On Monday, new rules came into force that banned gatherings of more than six people, following an increase in coronavirus cases in the UK.

Senior ministers Priti Patel and Kit Malthouse almost immediately told media that if Britons suspect their neighbours are breaking the rules, then they should call the police. Home Secretary Patel also claimed that neighbours of more than six bumping into each other on the street and stopping for a chat also contravened the new laws.

Attempting damage control, Prime Minister Johnson told The Sun on Wednesday: “I have never much been in favour of sneak culture, myself.

“What people should do in the first instance is obviously if they are concerned is raise it with their friends and neighbours.”

Referencing the 1978 cult classic National Lampoon’s Animal House, he continued: “But I think what is reasonable for anyone to do is if they think there is a serious threat to public health as a result of their neighbour’s activities — if there is some huge kind of Animal House party taking place, as I am sure, hot tubs and so forth, and there is a serious threat to public health then it’s reasonable for the authorities to know.”

Asked if he would rat on his Downing Street neighbour, Rishi Sunak, the prime minister doubted that he would have to, painting a picture of the chancellor of the exchequer wandering around his garden, “meticulously observing the guidance”.

While Mr Johnson has sought to make light of the laws, others have raised their grave concerns over the infringements of Britons’ liberties.

Brexit Party leader Nigel Farage earlier criticised Ms Patel’s zeal for calling the authorities on her neighbours, saying: “Have we become like East Germany where children were encouraged to report on their parents?”

Former Supreme Court judge Lord Sumption also evoked the former Communist state, saying: “The ban on socialising in groups of more than six is unenforceable except in a Stasi-style surveillance state with a poisonous network of informers.”

Dissent has risen from Johnson’s own administration, with Brexiteer Steve Baker warning that new rules have created an unfit legal environment “for a free people”, adding: “It’s time for us to actually start living like a free people, not subjecting ourselves to constantly shifting legal requirements.”

Mr Baker outlined the lack of logic to the new rules, pointing out that while people may attend church with dozens of others, they may not go to church in groups of more than six.

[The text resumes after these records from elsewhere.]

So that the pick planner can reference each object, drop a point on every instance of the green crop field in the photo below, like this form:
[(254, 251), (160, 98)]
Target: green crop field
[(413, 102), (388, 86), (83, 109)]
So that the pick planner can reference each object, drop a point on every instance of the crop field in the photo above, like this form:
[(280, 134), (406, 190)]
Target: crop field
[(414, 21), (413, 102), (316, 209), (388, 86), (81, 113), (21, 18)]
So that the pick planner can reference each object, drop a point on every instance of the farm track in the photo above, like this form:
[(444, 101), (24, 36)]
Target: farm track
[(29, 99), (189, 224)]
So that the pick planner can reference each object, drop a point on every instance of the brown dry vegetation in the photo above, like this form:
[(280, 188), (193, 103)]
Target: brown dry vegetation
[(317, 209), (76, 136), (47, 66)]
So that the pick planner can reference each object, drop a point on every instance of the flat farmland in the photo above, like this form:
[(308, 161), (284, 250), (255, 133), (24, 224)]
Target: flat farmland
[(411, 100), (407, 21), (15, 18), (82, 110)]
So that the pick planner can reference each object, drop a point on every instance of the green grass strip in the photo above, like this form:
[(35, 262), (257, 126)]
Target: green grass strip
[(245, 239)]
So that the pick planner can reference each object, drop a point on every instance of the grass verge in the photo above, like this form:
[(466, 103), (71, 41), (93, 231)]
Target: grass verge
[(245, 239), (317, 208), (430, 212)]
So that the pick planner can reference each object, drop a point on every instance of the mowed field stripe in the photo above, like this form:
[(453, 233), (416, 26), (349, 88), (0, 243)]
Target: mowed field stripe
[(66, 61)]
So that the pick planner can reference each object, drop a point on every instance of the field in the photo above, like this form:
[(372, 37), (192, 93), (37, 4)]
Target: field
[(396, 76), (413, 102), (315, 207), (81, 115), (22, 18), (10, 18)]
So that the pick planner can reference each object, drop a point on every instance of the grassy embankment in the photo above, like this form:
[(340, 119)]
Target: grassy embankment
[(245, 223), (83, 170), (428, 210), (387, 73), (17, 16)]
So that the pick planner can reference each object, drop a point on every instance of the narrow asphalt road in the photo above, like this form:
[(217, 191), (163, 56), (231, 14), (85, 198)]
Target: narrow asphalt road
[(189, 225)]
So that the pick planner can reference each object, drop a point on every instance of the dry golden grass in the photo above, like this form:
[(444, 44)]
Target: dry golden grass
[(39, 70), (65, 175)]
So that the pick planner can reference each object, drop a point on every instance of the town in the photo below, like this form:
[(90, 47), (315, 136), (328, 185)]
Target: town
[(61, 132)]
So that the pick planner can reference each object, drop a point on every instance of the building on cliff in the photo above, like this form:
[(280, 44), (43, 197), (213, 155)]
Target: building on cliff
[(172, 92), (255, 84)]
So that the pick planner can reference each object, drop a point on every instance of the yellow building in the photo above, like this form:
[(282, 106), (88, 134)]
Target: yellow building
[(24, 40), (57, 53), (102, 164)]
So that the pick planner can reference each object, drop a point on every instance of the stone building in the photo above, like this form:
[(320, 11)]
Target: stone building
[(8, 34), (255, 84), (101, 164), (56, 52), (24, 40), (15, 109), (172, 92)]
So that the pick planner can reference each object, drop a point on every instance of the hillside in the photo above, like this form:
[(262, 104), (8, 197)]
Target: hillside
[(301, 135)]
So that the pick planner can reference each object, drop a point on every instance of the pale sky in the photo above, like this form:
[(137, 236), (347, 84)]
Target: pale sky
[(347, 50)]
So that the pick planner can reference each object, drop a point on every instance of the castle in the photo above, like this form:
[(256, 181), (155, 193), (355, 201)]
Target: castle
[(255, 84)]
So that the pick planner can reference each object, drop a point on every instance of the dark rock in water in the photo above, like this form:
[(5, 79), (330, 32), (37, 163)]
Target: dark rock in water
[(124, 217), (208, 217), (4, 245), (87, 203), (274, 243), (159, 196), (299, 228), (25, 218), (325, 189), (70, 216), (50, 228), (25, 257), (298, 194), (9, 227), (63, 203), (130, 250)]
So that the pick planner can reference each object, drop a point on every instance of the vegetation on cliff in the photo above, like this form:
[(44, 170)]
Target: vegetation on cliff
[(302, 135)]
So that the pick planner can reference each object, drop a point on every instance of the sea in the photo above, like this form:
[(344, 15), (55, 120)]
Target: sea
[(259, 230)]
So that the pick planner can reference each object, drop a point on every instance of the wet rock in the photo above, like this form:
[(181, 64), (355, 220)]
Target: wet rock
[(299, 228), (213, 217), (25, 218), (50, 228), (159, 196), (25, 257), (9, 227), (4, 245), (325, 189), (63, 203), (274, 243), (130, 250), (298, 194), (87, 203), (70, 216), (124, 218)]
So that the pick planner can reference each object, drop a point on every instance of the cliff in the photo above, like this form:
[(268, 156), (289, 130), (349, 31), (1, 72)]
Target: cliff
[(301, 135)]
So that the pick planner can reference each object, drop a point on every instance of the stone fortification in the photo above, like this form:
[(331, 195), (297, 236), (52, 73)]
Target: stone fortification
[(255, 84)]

Children may go to school, but not play together in the park afterwards in large numbers.

Reports have circulated on Thursday that the government is mulling curfews for pubs and restaurants.

However, while Boris’s government has criminalised children’s birthday parties and family Sunday dinners, he was reticent to respond in the House of Commons to a question of why grouse hunts were exempt.

Mass protests, such as those staged by the Marxist Black Lives Matter and far-left Extinction Rebellion, “if organised in compliance with COVID-19 Secure guidance”, are also perfectly legal.